No one (aside from Raiders fans) were pleased with the call, starting with Troy Aikman and continuing to Tony Dungy and others:
— Sean Payton (@SeanPayton) October 11, 2022
This is not football anymore. I know we have to protect the QB but Chris Jones was recovering a fumble. We have gotten ridiculous with this.
— Tony Dungy (@TonyDungy) October 11, 2022
Chris Jones just became the first player in NFL history called for roughing the passer while holding the ball.

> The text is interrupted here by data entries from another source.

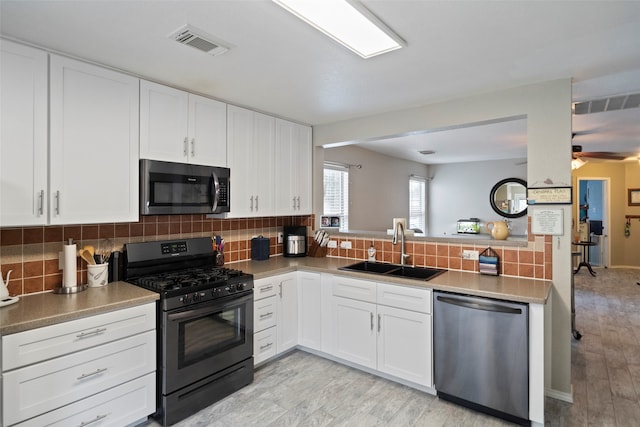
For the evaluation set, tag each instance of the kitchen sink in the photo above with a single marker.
(418, 273)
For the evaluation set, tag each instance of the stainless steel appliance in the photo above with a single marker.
(205, 323)
(180, 188)
(481, 349)
(295, 241)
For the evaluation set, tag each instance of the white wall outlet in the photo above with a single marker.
(472, 255)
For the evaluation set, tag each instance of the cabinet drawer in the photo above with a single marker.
(362, 290)
(118, 406)
(36, 345)
(264, 314)
(264, 288)
(264, 345)
(39, 388)
(413, 299)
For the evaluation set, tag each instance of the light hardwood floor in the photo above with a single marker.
(301, 389)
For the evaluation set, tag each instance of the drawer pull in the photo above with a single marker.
(90, 374)
(96, 419)
(91, 333)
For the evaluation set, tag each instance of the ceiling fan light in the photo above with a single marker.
(577, 163)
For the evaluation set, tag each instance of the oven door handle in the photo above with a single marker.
(209, 307)
(215, 191)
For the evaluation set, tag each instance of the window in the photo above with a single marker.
(336, 192)
(417, 204)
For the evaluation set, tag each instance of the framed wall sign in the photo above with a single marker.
(547, 221)
(549, 195)
(634, 197)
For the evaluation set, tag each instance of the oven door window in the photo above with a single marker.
(210, 333)
(180, 190)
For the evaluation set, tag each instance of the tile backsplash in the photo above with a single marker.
(32, 252)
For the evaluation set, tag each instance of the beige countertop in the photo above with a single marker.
(37, 310)
(501, 287)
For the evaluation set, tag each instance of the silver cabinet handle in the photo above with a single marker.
(57, 202)
(97, 331)
(96, 419)
(90, 374)
(41, 202)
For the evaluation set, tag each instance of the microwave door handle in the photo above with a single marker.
(215, 191)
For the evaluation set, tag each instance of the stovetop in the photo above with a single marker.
(195, 278)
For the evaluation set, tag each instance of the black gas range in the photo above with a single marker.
(204, 323)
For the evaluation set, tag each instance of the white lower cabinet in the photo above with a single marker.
(310, 310)
(97, 375)
(388, 338)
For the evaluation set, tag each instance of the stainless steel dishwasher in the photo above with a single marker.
(481, 349)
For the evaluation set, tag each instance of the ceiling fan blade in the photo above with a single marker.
(600, 155)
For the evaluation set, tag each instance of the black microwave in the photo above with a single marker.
(181, 188)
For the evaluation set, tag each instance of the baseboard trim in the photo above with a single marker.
(560, 395)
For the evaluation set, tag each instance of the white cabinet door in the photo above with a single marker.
(293, 167)
(404, 344)
(287, 327)
(163, 123)
(311, 309)
(23, 135)
(207, 131)
(176, 126)
(94, 116)
(354, 331)
(250, 150)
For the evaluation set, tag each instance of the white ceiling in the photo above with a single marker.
(278, 64)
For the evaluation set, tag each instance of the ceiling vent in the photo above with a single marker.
(198, 39)
(612, 103)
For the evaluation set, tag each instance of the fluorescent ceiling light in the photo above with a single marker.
(347, 22)
(577, 163)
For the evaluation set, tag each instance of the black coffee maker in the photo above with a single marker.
(295, 241)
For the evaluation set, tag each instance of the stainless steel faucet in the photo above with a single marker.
(403, 254)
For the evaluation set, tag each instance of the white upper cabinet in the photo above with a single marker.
(251, 143)
(176, 126)
(293, 166)
(23, 135)
(94, 129)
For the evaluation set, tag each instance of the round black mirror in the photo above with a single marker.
(508, 198)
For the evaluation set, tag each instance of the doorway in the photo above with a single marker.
(593, 216)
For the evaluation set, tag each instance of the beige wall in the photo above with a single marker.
(621, 176)
(547, 107)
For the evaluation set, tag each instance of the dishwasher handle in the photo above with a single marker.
(487, 306)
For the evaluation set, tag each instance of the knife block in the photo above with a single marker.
(316, 250)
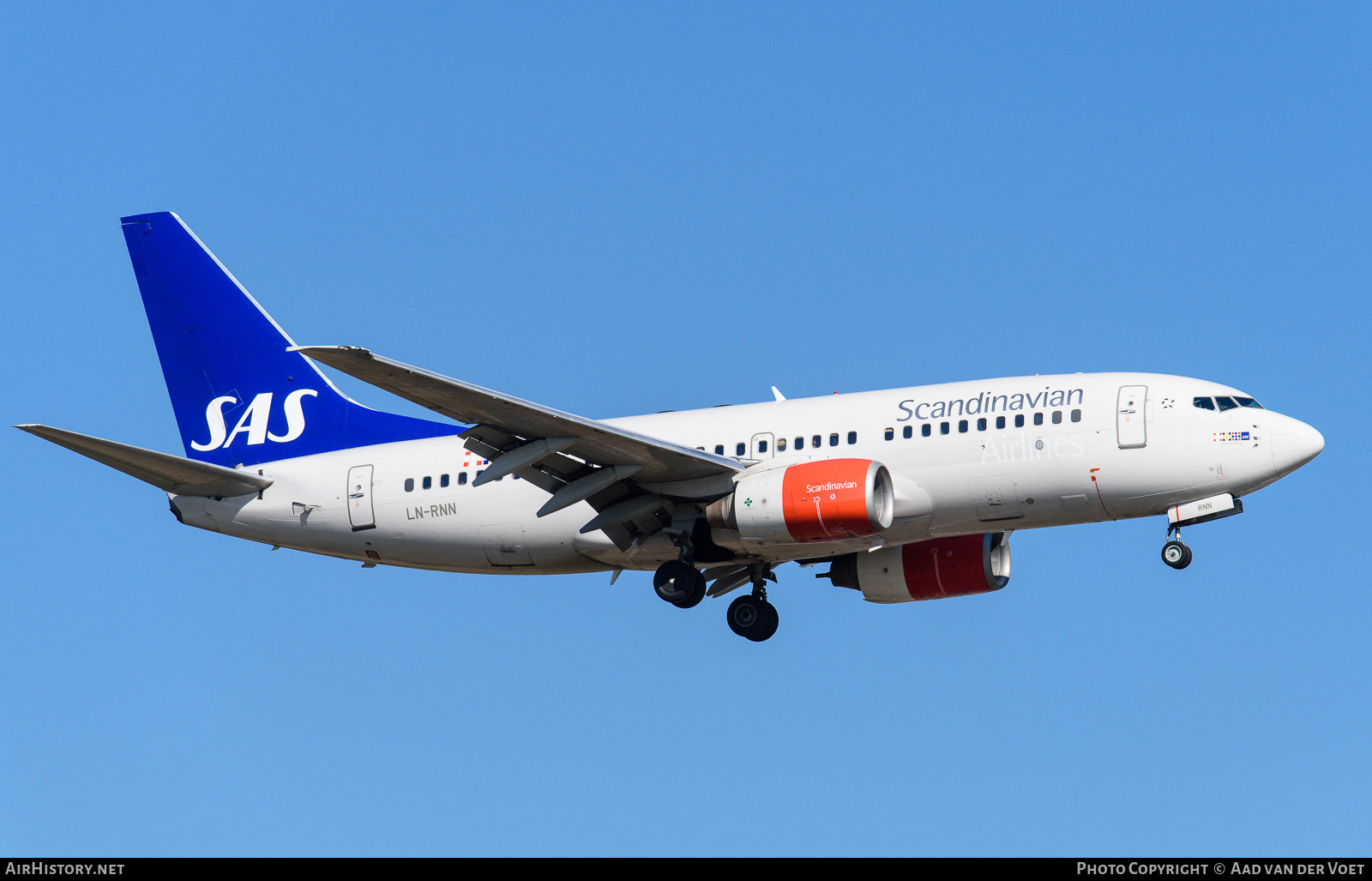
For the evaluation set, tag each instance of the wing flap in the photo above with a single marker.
(172, 474)
(594, 442)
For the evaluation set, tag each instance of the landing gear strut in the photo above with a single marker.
(678, 581)
(751, 617)
(1175, 553)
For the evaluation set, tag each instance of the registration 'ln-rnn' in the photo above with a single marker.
(903, 494)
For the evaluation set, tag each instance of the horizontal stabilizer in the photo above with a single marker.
(173, 474)
(592, 441)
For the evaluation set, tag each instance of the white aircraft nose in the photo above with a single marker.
(1293, 445)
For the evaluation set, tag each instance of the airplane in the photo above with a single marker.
(905, 494)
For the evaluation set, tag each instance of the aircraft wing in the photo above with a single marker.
(172, 474)
(596, 442)
(573, 457)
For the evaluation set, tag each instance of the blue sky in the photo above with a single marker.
(622, 208)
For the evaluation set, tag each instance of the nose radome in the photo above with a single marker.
(1293, 445)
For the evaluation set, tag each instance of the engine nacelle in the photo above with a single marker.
(932, 570)
(825, 501)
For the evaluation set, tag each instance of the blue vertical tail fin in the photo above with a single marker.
(239, 395)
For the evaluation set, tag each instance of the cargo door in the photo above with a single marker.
(994, 498)
(1129, 416)
(360, 498)
(504, 545)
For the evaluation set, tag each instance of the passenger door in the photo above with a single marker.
(360, 498)
(1131, 414)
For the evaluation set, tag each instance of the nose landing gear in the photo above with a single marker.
(1175, 553)
(751, 617)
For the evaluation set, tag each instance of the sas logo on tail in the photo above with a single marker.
(253, 423)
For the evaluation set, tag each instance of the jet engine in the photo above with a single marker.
(825, 501)
(932, 570)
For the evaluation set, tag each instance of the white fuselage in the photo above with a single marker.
(1050, 474)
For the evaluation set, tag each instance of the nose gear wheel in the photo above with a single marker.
(1176, 555)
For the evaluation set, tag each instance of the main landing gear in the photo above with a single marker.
(1175, 553)
(681, 583)
(751, 617)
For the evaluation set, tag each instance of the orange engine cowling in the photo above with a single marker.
(942, 567)
(825, 501)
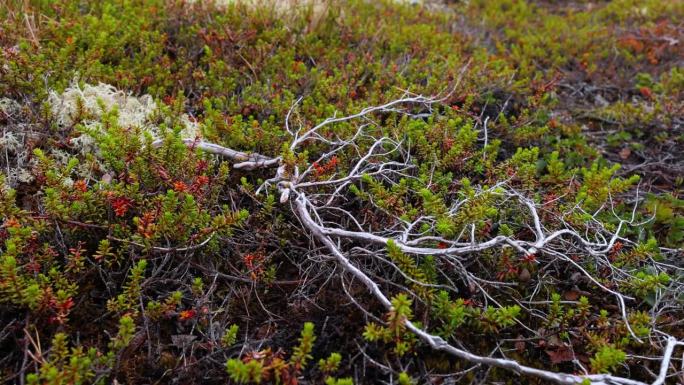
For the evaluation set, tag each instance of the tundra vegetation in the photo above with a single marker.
(342, 192)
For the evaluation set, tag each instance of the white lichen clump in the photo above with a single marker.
(91, 102)
(13, 155)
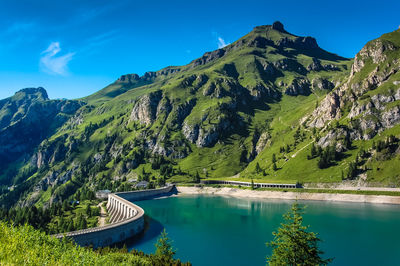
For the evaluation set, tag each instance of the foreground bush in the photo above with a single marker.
(24, 245)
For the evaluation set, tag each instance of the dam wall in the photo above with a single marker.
(126, 219)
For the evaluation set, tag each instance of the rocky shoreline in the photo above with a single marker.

— Tom Pelissero (@TomPelissero) October 11, 2022
That is one of the worst calls I’ve ever seen! We stand with Chris Jones.
— Chris Williamson (@CWilliamson44) October 11, 2022
roughing the passer? that’s absurd – Chris Jones even was holding the football by the time the two landed on the ground
— Billy Heyen (@BillyHeyen) October 11, 2022
Chris Jones roughed the passer on a play that he possessed the ball. A first in NFL history!
— nick wright (@getnickwright) October 11, 2022
The NFL has to fix this rule. We know they adjust how games are officiated and for the sake of the game, it must be done with this penalty. pic.twitter.com/SwUPYSGhr9
— Geoff Schwartz (@geoffschwartz) October 11, 2022
The NFL has announced a new rule that when a defensive player tackles the QB it is automatically roughing the passer.
— Field Yates (@FieldYates) October 11, 2022
Me: That roughing the passer call on Grady Jarrett is the worst I’ve ever seen.